Table 7 Average F1 score for the point anomaly detector on the Yahoo Webscope dataset in comparison with the results in Munir et al. (2019)

6 Conclusion

In this paper we introduce an online capable algorithm to efficiently detect anomalies in multivariate time series. We therefore use an online Spiking Neural Network architecture with a data efficient technique for coding higher-dimensional data using Multidimensional Gaussian Receptive Fields (GRF) as well as advanced learning methods for improved multidimensional anomaly detection.

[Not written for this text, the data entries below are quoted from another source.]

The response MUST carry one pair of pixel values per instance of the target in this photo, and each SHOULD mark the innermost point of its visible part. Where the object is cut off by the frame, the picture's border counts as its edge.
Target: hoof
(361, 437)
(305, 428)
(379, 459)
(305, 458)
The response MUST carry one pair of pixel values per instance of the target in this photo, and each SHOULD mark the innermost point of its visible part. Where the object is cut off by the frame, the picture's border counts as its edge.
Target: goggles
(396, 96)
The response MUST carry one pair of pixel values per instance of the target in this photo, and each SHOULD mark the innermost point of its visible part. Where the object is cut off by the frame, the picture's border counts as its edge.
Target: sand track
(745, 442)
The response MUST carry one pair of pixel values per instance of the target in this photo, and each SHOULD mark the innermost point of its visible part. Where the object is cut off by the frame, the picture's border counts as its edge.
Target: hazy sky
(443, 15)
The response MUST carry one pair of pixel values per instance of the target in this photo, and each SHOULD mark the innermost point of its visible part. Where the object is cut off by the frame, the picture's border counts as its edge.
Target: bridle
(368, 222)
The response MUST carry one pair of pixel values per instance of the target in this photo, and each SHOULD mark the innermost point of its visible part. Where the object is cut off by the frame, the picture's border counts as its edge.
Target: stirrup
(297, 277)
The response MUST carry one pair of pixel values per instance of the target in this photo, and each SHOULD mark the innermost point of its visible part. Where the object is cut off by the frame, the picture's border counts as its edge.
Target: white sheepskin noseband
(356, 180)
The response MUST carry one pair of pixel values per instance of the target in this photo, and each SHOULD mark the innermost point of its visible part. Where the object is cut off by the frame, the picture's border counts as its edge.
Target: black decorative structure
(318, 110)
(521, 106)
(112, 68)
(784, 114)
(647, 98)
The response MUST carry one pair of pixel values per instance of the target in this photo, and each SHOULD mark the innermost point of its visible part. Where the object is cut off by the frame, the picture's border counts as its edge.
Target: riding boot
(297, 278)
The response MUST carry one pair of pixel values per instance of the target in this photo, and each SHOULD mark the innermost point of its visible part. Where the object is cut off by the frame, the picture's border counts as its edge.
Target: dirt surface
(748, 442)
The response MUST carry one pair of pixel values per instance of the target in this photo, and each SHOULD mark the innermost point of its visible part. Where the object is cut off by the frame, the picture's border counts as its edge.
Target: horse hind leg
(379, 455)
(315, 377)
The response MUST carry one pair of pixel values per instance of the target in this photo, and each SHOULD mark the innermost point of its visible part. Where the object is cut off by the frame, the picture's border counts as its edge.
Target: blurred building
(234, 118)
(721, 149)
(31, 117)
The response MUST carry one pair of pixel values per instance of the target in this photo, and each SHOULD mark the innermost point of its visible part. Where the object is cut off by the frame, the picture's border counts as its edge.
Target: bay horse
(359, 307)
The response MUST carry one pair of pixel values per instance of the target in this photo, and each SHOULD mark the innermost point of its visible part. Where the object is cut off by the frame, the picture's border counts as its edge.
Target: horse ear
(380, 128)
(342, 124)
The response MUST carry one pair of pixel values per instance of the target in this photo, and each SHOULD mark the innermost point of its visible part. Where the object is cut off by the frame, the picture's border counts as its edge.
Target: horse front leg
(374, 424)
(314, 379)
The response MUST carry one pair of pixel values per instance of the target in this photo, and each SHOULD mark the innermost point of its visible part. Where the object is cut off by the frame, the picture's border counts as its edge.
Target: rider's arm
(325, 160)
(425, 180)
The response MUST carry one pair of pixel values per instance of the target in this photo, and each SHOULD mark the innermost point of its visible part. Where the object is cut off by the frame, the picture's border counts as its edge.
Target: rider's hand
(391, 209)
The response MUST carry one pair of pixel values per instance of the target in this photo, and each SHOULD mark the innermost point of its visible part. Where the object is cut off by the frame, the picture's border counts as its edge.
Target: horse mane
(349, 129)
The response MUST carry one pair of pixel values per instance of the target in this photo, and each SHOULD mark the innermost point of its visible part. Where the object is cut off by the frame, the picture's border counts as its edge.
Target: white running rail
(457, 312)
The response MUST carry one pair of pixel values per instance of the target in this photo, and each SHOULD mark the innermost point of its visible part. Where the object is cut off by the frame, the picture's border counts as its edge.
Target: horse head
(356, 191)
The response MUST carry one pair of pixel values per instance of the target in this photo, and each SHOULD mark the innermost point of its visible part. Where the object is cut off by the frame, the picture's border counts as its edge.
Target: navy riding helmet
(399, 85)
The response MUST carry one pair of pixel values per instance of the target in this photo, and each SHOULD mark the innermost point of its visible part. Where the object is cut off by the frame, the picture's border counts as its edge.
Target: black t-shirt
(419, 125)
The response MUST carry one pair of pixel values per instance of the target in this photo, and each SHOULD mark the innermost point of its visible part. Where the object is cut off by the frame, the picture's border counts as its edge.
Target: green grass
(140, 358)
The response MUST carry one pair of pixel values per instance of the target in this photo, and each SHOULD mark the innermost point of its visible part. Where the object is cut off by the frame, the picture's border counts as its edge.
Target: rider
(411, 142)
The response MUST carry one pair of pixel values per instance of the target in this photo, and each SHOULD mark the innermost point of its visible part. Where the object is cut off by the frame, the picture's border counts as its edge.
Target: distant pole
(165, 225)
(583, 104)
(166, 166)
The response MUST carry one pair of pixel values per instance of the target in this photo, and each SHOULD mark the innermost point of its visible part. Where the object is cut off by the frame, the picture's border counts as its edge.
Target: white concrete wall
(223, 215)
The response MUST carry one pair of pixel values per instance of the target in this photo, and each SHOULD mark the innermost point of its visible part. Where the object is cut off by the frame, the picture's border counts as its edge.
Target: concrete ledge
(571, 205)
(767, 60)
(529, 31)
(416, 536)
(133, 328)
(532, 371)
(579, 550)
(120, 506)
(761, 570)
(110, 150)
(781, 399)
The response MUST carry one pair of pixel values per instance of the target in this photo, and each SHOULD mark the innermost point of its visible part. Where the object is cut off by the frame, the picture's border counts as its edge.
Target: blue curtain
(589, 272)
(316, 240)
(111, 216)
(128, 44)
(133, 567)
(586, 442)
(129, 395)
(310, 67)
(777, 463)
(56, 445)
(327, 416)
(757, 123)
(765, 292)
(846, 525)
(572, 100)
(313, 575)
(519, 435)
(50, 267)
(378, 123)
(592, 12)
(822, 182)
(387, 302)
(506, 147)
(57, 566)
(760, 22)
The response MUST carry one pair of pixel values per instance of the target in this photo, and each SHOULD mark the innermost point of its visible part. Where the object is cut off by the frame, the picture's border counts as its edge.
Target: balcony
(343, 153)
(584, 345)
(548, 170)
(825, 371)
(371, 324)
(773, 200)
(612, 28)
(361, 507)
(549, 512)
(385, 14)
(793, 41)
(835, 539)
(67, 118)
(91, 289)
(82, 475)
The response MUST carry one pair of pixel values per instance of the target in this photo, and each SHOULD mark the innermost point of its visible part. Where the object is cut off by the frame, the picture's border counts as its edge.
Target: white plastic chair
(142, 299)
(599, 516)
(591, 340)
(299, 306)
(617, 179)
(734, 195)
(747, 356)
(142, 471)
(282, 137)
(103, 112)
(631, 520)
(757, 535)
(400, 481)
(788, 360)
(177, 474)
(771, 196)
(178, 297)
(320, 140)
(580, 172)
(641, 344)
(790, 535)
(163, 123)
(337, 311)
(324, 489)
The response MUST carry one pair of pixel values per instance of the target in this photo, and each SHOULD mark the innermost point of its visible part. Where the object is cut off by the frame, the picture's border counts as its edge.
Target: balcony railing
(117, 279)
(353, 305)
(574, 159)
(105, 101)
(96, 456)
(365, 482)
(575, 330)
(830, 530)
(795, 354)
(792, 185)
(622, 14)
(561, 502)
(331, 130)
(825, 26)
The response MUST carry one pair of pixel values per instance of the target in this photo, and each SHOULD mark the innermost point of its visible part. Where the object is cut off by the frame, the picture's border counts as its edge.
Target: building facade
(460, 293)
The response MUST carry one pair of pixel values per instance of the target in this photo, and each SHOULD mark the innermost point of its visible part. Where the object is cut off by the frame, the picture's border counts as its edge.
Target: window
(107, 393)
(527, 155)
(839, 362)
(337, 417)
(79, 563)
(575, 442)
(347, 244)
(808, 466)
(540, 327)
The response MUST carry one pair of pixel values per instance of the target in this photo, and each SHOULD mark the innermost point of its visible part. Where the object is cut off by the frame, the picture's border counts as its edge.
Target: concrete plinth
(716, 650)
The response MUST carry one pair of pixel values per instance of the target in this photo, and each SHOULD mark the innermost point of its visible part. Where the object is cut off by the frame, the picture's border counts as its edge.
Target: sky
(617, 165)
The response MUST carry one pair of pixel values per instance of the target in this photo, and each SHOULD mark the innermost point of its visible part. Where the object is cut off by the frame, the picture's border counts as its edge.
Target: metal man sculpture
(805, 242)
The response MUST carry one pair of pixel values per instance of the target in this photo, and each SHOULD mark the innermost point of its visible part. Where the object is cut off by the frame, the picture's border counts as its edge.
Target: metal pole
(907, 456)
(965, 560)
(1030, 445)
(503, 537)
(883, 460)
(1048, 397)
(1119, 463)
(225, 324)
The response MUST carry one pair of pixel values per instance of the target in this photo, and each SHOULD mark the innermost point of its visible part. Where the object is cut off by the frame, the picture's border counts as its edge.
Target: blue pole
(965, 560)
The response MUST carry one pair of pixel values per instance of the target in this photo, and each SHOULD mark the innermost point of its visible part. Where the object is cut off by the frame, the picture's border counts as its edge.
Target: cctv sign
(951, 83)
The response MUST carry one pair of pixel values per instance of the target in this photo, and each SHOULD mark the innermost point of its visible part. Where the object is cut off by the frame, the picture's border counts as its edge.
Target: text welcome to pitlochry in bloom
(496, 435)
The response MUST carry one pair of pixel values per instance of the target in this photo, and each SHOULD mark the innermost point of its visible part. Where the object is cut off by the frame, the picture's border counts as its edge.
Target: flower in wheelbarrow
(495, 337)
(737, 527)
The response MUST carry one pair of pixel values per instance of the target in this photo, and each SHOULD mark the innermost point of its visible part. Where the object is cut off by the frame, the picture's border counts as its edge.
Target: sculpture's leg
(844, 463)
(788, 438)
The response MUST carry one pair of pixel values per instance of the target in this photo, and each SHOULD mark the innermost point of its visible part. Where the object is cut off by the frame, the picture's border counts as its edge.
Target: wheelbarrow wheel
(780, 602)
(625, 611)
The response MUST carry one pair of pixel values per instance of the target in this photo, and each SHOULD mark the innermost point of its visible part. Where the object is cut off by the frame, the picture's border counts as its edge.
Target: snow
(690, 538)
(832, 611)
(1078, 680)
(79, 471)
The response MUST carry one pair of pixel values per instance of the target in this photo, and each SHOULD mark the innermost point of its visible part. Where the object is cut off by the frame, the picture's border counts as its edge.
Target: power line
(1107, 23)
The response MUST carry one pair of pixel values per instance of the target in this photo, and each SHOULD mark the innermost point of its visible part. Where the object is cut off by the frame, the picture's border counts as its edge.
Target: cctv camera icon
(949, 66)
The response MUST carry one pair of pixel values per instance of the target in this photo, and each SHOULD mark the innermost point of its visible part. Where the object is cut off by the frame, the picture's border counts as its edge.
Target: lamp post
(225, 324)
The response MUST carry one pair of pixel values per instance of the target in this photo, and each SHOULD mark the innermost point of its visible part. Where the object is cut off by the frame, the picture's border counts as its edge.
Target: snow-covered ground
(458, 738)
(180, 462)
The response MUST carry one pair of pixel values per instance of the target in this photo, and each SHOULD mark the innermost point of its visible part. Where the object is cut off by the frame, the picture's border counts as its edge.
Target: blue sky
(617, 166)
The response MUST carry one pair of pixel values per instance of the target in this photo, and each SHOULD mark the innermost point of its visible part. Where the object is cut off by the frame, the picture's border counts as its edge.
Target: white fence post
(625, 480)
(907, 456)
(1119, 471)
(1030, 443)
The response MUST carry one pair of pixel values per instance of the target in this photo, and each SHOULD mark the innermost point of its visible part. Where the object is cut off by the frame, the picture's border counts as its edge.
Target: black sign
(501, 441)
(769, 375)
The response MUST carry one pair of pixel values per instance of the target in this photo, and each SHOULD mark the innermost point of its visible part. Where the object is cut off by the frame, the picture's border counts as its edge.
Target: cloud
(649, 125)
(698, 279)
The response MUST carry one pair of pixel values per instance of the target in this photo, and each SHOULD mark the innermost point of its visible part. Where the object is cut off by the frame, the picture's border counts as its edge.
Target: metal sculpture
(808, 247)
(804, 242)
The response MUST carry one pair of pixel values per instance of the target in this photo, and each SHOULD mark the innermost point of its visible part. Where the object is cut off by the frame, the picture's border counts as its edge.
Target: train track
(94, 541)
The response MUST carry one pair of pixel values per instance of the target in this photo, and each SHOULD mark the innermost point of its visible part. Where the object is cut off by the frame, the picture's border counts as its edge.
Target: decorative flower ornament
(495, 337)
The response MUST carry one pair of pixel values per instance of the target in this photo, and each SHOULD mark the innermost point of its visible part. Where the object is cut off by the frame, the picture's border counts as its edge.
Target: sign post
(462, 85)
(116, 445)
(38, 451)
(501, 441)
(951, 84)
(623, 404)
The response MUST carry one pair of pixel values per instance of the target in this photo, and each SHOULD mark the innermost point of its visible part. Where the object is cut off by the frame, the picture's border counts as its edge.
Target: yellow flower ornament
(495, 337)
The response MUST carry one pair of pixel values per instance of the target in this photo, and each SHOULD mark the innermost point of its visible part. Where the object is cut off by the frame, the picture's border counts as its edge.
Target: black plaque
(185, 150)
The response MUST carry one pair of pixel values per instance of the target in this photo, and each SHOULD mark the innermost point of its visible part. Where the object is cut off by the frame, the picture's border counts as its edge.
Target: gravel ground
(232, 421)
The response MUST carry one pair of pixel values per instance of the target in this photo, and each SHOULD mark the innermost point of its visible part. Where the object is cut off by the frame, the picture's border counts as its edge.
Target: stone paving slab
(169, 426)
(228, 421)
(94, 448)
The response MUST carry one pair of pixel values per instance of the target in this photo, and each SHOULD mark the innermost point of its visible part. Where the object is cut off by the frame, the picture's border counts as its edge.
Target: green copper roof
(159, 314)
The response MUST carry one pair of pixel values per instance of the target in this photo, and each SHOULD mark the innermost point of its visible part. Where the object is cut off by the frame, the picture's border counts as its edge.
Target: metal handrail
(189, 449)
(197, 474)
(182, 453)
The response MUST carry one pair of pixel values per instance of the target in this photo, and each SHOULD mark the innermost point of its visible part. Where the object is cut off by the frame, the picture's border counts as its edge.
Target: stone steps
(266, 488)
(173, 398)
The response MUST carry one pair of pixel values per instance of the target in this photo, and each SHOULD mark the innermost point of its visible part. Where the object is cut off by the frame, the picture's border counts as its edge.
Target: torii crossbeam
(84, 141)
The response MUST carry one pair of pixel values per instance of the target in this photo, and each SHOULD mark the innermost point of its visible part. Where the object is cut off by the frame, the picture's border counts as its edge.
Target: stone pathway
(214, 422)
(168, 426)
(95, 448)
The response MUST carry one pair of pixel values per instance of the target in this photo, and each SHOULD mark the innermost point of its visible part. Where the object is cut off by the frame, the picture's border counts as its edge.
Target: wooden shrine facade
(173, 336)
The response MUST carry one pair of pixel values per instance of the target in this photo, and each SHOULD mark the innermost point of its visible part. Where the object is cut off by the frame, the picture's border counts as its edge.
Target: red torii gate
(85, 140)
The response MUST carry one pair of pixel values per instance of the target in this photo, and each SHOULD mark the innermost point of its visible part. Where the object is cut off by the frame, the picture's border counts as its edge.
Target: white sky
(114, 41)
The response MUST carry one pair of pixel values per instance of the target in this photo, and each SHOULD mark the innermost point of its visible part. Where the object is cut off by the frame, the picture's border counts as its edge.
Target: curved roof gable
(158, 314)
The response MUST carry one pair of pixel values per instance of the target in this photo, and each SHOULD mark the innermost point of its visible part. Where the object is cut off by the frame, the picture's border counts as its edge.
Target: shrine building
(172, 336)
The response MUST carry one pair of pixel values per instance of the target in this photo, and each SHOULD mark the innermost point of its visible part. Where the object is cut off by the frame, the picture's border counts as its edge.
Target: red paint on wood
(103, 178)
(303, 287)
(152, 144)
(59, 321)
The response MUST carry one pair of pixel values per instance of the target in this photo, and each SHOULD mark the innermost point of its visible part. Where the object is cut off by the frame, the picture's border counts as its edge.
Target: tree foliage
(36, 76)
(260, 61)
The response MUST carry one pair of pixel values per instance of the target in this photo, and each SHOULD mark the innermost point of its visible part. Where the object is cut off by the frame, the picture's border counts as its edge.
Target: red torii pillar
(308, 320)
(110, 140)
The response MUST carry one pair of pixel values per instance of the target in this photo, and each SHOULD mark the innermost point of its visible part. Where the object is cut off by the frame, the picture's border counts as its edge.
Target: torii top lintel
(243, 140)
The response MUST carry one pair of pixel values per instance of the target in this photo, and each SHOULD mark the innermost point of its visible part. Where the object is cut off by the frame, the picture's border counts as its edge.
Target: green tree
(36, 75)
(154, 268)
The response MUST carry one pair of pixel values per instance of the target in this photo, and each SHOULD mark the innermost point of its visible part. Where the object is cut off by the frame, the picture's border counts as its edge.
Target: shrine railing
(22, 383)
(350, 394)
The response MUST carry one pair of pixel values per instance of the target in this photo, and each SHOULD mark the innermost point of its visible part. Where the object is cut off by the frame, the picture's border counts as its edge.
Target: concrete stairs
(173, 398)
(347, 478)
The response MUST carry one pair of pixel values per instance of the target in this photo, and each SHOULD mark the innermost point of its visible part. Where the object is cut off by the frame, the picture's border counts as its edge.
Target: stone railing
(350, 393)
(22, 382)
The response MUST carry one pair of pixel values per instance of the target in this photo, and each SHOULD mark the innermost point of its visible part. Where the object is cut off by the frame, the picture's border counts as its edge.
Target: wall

In the evaluation of several versions of multidimensional online Spiking Neural Networks (OeSNN-A; OeSNN-B; OeSNN-C; OeSNN-D) using the Numenta Anomaly Benchmark (NAB) and the Yahoo Webscope dataset we prove that several modifications of the initial OeSNN algorithm according to Maciąg et al. (2021) significantly improve the general suitability for outlier detection in higher dimensional (\(n \ge 2\)) data and the detection of specific outlier types while requiring consistently less runtime than the initial algorithm. In addition, we determine a better detection result for almost all outlier types compared to the reference SPIRIT algorithm. Our new algorithm shows deficits only in the outlier types increase in noise and individual peaks. Individual peaks or point anomalies are hard to detect with our algorithm, but they can be detected with a different algorithm as we showed in Sect. 5.6.3.

To assess the suitability of the adapted OeSNN further, we will investigate more complex signal types from different application domains. Thus, we also check whether our algorithm meets the requirements of Wu and Keogh (2021). The authors there question the usage of deep learning models for anomaly detection in time series. That is why we believe that spiking neural networks and specifically our OeSNN-D model might be one of the best ways to detect anomalies, which are not trivial and can be weed out with two lines of code, in multivariate streaming times series. As pointed out in this paper and in Wu and Keogh (2021) as well, a lot of the point anomalies of the Yahoo Webscope dataset can be detected with a really simple algorithm. The focus in this paper is however to detect structural changes in multivariate times series and also to categorize the different type of anomalies whether they are detectable by our algorithm or not. In order to further strengthen the online capability of our algorithm the number of required hyperparameters must be reduced in further work or some new insights for transferring existing hyperparameters between different application domains must be established.